Echoes from Dharamsala is organized roughly by musical style and function. In her introduction, Diehl explains that the musical styles she discusses come to Dharamsala from four directions. To the north is Tibet, the homeland, and pre-1959 Tibetan folk music represents tradition and authenticity. To the east is China, the foe. Much of the pop music produced in post-1959 Lhasa has been influenced by Chinese aesthetics and is frowned upon by most of Dharamsala’s Tibetans. To the south is India, the temporary home in exile. To the west are Europe and the United States, the friends and symbols of freedom.

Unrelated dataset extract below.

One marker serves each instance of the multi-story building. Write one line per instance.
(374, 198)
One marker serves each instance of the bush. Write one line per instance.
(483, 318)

Chapter one briefly introduces Dharamsala, its history, and its inhabitants. Chapter two, “Constructing the Rich Cultural Heritage of Tibet,” elaborates on the complex relationship between Tibet and its government-in-exile. Diehl introduces us to the Tibetan Institute for Performing Arts (TIPA), which was designed to preserve Tibetan musical culture by teaching it to refugee children, most of whom have never been to Tibet. TIPA teaches pre-1959 Tibetan folk music and opera, which is believed to be ‘authentic.’ Because Tibetan music in modern Tibet is believed to have been ‘corrupted’ by Chinese aesthetics, many Tibetans in Dharamsala feel that it is their duty to preserve Tibetan musical culture, and that it will be lost forever if they do not do so.
Chapter three describes the role of Hindi film songs in the refugee repertoire. Tibetans in Dharamsala have resisted assimilation into Indian society because of the desire to preserve Tibetan culture, but most of them enjoy Indian films and their songs. They are seen as superficial entertainment and as a ‘guilty pleasure’ for Tibetans. Chapter four focuses on Western music, such as rock, reggae, and the blues, in Dharamsala. This music is greatly enjoyed both for its entertainment value and for its association with independence and sociopolitical criticism.
Diehl moves on to the main focus of her research, namely the creation and performance of modern Tibetan music in Dharamsala and other parts of India, in chapters five, six, and seven. In these chapters she largely draws from her experience with Dharamsala’s Yak Band to describe the challenges faced by Tibetan refugee musicians. While many refugees support the Yak Band and other refugee bands, musicians have not historically enjoyed high status in Tibetan society, partially because Tibetan culture enjoins modesty and discourages focus on the individual. As a result, potential songwriters and musicians are reluctant to share and perform their work. Diehl notes, however, that many young Tibetan musicians in India have been inspired by the Yak Band to create and perform their own songs, and the future looks positive for modern Tibetan musicians.